For the past three years, Uptime Institute’s Intelligence group has been studying publicly reported outages to understand the causes and impacts of unplanned downtime. During the three-year time period, the number of public outages has steadily climbed, with 27 outages in 2016, 57 outages in 2017 and
78 outages in 2018.
This rise in outages is proportional to the complexity of typical infrastructures, where computing capacity and its associated data is delivered by a combination of in-house data centre sites, colocation facilities and the cloud, all connected by high capacity networks.
Consequently, IT system and network problems have now surpassed mission critical and facilities issues as the leading causes of publicly recorded outages, compared with power, which was the biggest cause in previous years.
Uptime Institute executive director of research Andy Lawrence says: “Public awareness of outages is becoming more pronounced as the number and impact of outages increases. In most cases, we find it difficult to understand the true nature and magnitude of the outage since most practitioners still characterise the severity of an outage based on the amount of affected physical infrastructure equipment.
“The OSR was developed to allow the data centre industry’s infrastructure practitioners to view outages from the top down, at the IT service delivery level, and then communicate with one another in an informed and normalised business impact fashion. The OSR eliminates the equipment-centric view of outages, and instead focuses on the ability for the hybrid digital infrastructure to support the required IT business services being delivered by the infrastructure.”

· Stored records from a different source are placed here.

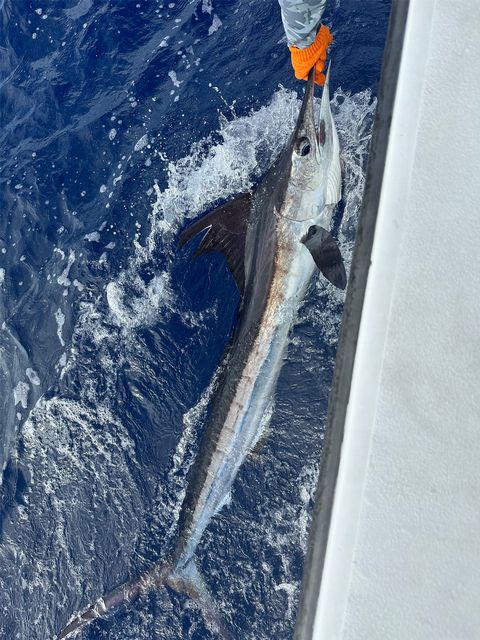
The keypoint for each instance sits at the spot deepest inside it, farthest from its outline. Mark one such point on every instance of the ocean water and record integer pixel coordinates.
(120, 121)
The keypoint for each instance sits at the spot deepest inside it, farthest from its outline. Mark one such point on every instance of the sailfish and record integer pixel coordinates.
(273, 239)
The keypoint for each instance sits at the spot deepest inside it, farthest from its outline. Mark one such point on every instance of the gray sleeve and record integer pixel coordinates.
(300, 20)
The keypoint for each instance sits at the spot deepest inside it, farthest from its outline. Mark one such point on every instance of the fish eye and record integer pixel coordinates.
(303, 147)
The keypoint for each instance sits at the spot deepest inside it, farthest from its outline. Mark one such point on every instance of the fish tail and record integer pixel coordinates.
(127, 592)
(186, 580)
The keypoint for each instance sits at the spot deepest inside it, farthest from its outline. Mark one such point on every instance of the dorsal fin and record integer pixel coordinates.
(326, 254)
(226, 227)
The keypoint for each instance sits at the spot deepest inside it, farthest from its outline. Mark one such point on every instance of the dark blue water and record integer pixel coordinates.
(120, 121)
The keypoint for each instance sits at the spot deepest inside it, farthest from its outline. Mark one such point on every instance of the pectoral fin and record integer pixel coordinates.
(226, 228)
(326, 254)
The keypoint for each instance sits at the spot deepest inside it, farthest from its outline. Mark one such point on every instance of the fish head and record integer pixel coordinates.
(315, 158)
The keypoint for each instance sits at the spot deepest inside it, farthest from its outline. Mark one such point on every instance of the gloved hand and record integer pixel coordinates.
(314, 55)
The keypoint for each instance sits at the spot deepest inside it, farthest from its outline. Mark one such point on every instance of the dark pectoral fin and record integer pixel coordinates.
(226, 228)
(326, 254)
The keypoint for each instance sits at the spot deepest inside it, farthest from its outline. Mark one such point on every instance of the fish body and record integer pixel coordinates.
(273, 240)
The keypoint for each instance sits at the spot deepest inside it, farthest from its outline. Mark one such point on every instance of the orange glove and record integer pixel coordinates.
(314, 55)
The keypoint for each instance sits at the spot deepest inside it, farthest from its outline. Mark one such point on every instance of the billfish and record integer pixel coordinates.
(273, 239)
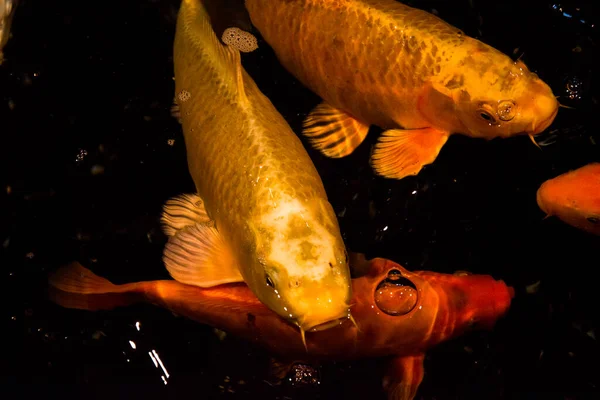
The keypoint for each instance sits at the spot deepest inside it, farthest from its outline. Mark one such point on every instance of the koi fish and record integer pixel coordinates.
(380, 62)
(399, 314)
(260, 214)
(574, 197)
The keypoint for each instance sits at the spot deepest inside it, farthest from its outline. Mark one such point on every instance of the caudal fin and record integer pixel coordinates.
(74, 286)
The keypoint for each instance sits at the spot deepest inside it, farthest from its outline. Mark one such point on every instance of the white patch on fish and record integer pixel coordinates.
(288, 251)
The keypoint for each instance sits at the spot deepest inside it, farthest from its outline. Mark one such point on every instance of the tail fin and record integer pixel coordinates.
(74, 286)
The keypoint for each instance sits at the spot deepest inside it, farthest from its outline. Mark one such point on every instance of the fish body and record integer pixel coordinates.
(380, 62)
(574, 197)
(398, 313)
(260, 214)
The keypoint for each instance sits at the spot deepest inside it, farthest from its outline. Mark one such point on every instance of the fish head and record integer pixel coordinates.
(492, 96)
(306, 278)
(574, 197)
(416, 310)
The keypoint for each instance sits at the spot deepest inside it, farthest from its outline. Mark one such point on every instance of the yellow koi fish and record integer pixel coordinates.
(380, 62)
(261, 214)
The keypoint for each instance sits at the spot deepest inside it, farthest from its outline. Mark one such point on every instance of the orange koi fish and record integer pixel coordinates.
(399, 314)
(574, 197)
(380, 62)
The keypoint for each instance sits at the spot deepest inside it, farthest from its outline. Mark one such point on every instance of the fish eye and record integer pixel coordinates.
(396, 295)
(506, 110)
(270, 281)
(487, 116)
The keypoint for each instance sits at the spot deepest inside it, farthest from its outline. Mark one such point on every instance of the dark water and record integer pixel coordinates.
(90, 153)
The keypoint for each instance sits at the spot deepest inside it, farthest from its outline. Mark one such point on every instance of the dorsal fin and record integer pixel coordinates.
(201, 60)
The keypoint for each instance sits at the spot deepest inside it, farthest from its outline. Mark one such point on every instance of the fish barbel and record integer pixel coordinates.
(260, 214)
(399, 314)
(380, 62)
(574, 197)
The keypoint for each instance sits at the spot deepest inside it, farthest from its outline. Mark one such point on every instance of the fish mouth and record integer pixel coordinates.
(328, 324)
(544, 124)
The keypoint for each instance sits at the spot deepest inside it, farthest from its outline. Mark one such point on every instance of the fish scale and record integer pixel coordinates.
(380, 62)
(256, 182)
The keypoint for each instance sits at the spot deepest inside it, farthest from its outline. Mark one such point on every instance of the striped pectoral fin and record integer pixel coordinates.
(403, 377)
(399, 153)
(182, 211)
(334, 132)
(197, 255)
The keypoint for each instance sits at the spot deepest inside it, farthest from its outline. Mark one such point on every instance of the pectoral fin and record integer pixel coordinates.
(181, 211)
(333, 132)
(74, 286)
(198, 255)
(403, 377)
(400, 153)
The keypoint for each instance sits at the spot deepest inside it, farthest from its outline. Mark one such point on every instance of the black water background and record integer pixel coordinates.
(95, 80)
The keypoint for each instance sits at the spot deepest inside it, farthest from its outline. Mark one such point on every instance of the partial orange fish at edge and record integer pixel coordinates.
(574, 197)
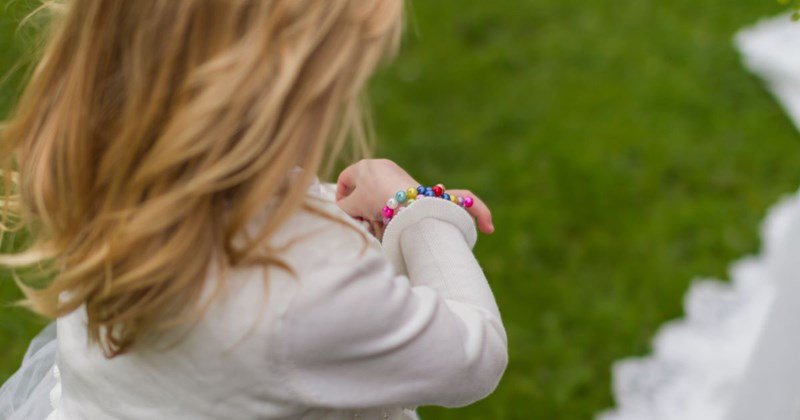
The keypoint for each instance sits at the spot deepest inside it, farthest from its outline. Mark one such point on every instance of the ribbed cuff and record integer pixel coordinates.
(425, 208)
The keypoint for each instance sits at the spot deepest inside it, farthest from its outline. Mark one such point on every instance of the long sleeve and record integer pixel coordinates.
(364, 336)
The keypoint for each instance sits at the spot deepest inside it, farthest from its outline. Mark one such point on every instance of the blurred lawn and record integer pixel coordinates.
(621, 146)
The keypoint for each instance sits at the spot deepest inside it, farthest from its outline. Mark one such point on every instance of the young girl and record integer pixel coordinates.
(164, 157)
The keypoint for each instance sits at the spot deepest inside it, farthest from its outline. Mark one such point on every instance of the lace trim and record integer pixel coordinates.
(697, 361)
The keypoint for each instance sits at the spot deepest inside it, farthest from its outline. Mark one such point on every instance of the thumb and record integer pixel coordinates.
(350, 206)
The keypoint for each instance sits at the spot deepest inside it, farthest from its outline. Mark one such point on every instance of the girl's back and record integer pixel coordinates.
(166, 155)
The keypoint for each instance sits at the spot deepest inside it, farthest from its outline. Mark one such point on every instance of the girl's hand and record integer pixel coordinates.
(363, 188)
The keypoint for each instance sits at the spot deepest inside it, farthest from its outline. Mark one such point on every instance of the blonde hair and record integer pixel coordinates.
(152, 131)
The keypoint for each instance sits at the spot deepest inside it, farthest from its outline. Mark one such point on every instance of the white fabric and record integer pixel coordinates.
(26, 394)
(347, 338)
(734, 356)
(771, 49)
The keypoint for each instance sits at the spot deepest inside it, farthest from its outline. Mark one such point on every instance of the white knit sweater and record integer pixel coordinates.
(362, 332)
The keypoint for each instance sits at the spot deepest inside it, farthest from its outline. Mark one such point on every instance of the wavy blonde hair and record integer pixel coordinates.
(152, 131)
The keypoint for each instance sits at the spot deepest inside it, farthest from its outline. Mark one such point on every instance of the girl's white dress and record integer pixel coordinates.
(365, 331)
(736, 354)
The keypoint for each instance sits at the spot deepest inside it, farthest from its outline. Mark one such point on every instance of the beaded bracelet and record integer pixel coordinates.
(403, 199)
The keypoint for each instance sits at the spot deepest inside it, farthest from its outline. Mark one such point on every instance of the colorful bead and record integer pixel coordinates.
(404, 198)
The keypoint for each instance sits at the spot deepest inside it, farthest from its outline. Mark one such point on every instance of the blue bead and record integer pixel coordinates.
(401, 196)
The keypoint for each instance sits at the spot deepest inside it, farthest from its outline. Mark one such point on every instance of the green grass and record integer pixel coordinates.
(623, 150)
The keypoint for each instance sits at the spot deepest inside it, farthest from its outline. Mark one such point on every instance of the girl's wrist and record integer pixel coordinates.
(403, 199)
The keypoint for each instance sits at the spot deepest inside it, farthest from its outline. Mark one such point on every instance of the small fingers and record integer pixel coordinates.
(346, 182)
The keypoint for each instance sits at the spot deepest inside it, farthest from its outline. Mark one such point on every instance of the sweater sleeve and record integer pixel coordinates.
(363, 336)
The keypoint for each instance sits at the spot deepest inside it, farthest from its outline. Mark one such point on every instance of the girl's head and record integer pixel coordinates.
(152, 131)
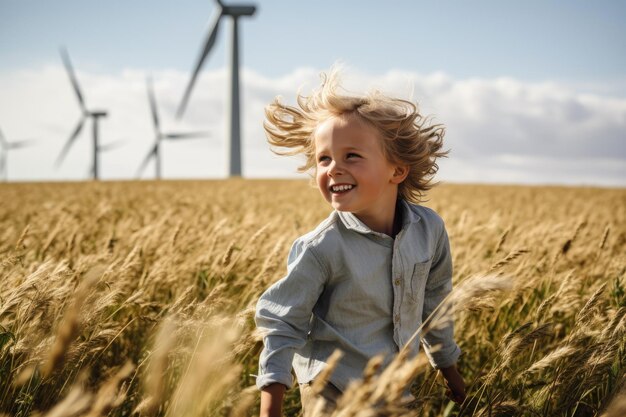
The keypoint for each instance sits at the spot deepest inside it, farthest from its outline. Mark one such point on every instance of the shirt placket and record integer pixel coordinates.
(397, 282)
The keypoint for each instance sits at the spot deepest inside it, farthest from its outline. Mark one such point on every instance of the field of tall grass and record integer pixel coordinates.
(137, 298)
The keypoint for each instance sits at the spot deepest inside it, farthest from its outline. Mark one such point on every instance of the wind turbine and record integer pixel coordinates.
(154, 151)
(95, 116)
(5, 147)
(235, 12)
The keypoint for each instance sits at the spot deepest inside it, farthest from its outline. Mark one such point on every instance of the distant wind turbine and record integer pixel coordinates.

Historically an ‘outage’ was considered as a binary state of service delivery; entire data centres were described as online or offline. Consequently, Uptime Institute has been advising companies that they need to pay more attention to business service resiliency, understanding how the hybrid system is designed, what the interdependencies are, and then plan accordingly.
The use of OSR will allow IT business managers to better understand their own outage trends and where to focus their investments to reduce business continuity vulnerabilities and other risks over time.
The Outages Severity Rating (OSR) is categorised as follows:
Negligible – This is a minor outage, recorded and reported but with little or no obvious impact on business services, and no service disruptions.
Minimal – This is an outage where some number of IT business services are disrupted or degraded but with minimal effect on users/customers/reputation.
Significant – This is an outage with observable customer/user services disruptions, mainly of limited scope, duration or effect. Minimal or no financial effect. Some reputational or compliance impact(s) possible.
Serious – This is a major outage, with disruption of service and/or operations. Ramifications include some financial losses, compliance breaches, damage to reputation and possible safety concerns.
Severe – This is a mission critical outage, with major, damaging disruption of services and/or operations, with ramifications including large financial losses, possible safety issues, compliance breaches, customer losses and reputational damage.